Sunday, December 28, 2014

The Glory of Edge

What is an Edge? 


I used to believe that it an edge was the advantage you could develop over other traders.  In other words, the edge necessary to be profitable was likely some highly complicated strategies that the hedge funds might use with various correlations.  But if this was the "edge" then the retail investor stands no chance. 

As I progressed in my development, I came to realize that you do not need to have a complicated strategy, an edge can be developed by understudying your trading setups inside and out and applying them consistently.   While this certainly was closer to being correct, it is a methodology and not really an answer. I've since come to the realization that "edge" is the edge your system has over randomness.  

Fooled By Randomness

If markets are random, there is no edge. Nothing will make you money, not psychology, technical analysis, trading systems, discipline, or expert money managment.  Thus, it becomes imperative to ask whether markets are random or are they non-random.  

Humans are trained to see patterns in data that does not exist. We can find "bull flags" "head & Shoulders" patterns in completely random generated data. Consequently, I do not believe that training yourself in these chart patterns is especially helpful in developing an edge.

Certainly, much of the market action appears to be random. But given that every trade likely has a strategy behind it, can it be said that the market is truly random?  I  picture the market as a school of fish, every individual movement does not appear significant, but some times, the entire school turns in one direction. 

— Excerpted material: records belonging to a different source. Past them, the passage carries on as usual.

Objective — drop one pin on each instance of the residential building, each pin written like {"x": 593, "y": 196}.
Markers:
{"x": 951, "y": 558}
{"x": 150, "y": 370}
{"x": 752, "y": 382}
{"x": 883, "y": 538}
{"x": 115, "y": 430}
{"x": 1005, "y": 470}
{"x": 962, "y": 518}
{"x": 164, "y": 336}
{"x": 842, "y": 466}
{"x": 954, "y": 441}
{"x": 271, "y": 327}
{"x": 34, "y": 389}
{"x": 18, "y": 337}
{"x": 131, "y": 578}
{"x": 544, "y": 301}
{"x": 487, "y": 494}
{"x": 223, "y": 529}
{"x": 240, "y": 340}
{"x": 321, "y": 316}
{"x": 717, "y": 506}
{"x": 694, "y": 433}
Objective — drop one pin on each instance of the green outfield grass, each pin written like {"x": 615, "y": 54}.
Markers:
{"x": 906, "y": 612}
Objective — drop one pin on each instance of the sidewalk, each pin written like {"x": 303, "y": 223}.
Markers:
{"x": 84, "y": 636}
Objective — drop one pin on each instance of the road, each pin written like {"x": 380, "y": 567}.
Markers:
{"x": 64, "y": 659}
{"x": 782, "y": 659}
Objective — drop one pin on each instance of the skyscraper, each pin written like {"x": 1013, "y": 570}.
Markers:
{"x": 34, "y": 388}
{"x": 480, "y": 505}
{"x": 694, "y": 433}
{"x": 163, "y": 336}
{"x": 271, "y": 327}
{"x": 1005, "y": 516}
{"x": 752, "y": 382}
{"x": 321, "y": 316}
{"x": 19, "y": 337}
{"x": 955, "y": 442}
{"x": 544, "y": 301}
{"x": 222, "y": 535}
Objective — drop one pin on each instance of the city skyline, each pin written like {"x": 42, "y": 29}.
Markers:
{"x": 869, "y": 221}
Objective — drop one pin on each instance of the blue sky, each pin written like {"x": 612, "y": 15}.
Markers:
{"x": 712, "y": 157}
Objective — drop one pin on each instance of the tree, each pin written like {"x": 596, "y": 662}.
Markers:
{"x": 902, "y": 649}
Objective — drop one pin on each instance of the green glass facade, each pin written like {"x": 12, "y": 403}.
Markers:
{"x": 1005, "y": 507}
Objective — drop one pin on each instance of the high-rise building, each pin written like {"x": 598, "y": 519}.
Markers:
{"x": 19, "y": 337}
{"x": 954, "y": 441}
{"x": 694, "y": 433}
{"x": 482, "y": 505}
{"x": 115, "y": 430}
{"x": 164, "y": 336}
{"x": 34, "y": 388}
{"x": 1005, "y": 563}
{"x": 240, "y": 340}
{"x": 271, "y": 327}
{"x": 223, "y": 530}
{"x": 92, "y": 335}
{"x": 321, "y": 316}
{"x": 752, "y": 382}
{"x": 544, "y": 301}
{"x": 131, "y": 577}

If your the system does not provide more edge than over a random market, then your system is the same same thing as trading a random market.  It is impossible to make money. 

In other words, if we do not understand the market action, or if our system does not know how to trade it, then the signal is no better than random.  

To make money in the market:
  1. There must be a non-random pattern
  2. the pattern must be recognized
  3. The strategy must be executed properly
There is however, certain times when non-random signals appear. The objective is to separate random from non-random movements and to create a trading strategy that allows you to capture the signal. The difficulty is that randomness hides non-randomness  (signals).

Thus, the question we should ask ourselves is how do we develop this edge?  How do we avoid just trading the noise and ensure that we are not only trading legit signals but doing so profitably.  Given that  some of the best traders often have win rates in the mid 50s%, it is not easy to do. 

Some of my observations that I've built my trading strategies around  are that

1. Stocks rests in periods of consolidation
2.  Volatility leads to more volatility
3. A stock that trends into consolidation will often continue the trend after a volatility expansion.
4. If a stock makes massive move on high volume and the pull back is shallow, the next higher move can be very explosive. 

I've turned these observations into strategies and defined them in my playbook. 

My continuation anticipation setup buys strong stocks in periods of consolidation.
My momentum burst setup buys stocks that have consolidated and have shown their first range expansion -- (volatility leads to more volatility. )
My Fishhook setup looks to capitalize on big volume movers that pull back and then resume the move. 
Confidence

My playbook only works because I have confidence in those setups, Ive detailed.  If someone were to show me a set up, it would do me no good until I have researched it and believe in the setups take advantage of a non-random pattern that I can execute properly.  Until that point, the setup is no better than trading random markets... There is no edge.

 For example, I was able to reverse engineer the Powertrigger Setup. But so what?  I don't have confidence in it, so it is no better to me than a random signal.